DAG workflow loses completed node state on second resume (multi-resume bug)

## Summary

- **What broke**: DAG workflows lose completed node state on the second resume, and may report "completed with no successful nodes" when the first node fails
- **When it started**: Unknown; bug exists in current codebase
- **Severity**: `major` — blocks multi-resume workflows and causes confusing error messages

## Steps to Reproduce

### Bug #1: Multi-Resume State Loss (Primary Bug)

1. Run a DAG workflow with nodes A, B, C where A and B complete successfully, but C fails
2. Resume the workflow — A and B are correctly skipped as already completed
3. Resume the workflow a second time
4. Observe that A and B are re-executed (they should be skipped)

**Database evidence:**
- Run `6ba79ec14bb2492f999fd3149c4ac227`: Contains 12 `node_skipped_prior_success` events
- These events are NOT found by `getCompletedDagNodeOutputs()` on the next resume

### Bug #2: Fresh Run Failure (Secondary Issue)
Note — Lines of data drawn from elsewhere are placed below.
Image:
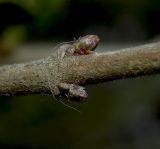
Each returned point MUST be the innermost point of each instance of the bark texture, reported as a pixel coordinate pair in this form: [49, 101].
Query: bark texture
[41, 76]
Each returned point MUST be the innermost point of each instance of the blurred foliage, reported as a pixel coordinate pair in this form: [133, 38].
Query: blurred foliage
[52, 18]
[120, 114]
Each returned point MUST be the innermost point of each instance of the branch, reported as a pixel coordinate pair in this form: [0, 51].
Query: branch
[43, 75]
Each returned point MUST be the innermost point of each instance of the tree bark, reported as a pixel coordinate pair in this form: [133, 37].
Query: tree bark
[33, 77]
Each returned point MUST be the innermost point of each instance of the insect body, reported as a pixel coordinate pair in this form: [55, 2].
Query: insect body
[83, 46]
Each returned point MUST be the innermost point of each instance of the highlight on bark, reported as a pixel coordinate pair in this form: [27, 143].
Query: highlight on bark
[65, 72]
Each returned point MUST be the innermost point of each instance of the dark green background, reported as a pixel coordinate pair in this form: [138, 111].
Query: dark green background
[118, 114]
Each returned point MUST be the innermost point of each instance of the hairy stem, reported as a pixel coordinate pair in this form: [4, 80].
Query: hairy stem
[33, 77]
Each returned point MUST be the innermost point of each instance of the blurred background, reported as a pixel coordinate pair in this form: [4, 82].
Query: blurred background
[119, 114]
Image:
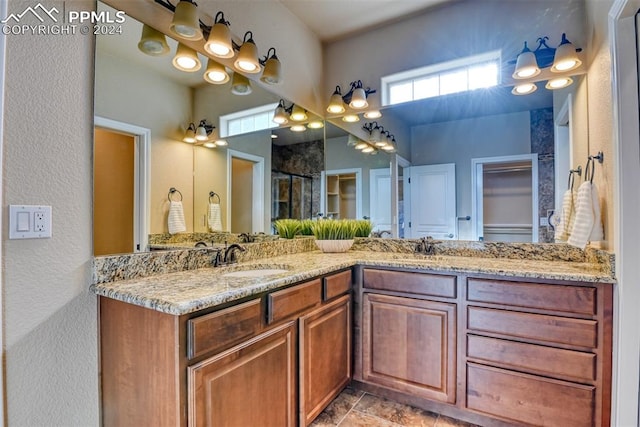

1. Run a DAG workflow (e.g., `archon-hyperframes-generate`) where the first node fails (e.g., missing CLI)
2. All downstream nodes are skipped due to `trigger_rule: all_success`
3. Workflow completes with error: "DAG workflow 'X' completed with no successful nodes"

**Database evidence:**
- Run `324eb860b5709b9d7488d8a8f9a9181d`: Failed at 2026-05-01 17:12:05
- Run `62e72b9c2adc9f88216e970ed0a39efd`: Failed at 2026-05-01 17:09:34

## Expected vs Actual

### Expected (Multi-Resume)
- **First resume**: `getCompletedDagNodeOutputs(run1_id)` returns A, B as completed; A and B are skipped
- **Second resume**: `getCompletedDagNodeOutputs(run2_id)` should still return A, B as completed (inherited from run1)
- Workflow preserves completed node state across all resume cycles

### Actual (Multi-Resume)
- **First resume**: A and B are correctly skipped, but `node_skipped_prior_success` events are emitted (NOT `node_completed`)
- **Second resume**: `getCompletedDagNodeOutputs(run2_id)` returns empty for A, B (only queries `node_completed` events)
- A and B are re-executed, may fail, resulting in 0 completed nodes

### Expected (Fresh Run with Failure)
- Clear error indicating which node failed and why
- Reasonable workflow state (e.g., `failed` with details)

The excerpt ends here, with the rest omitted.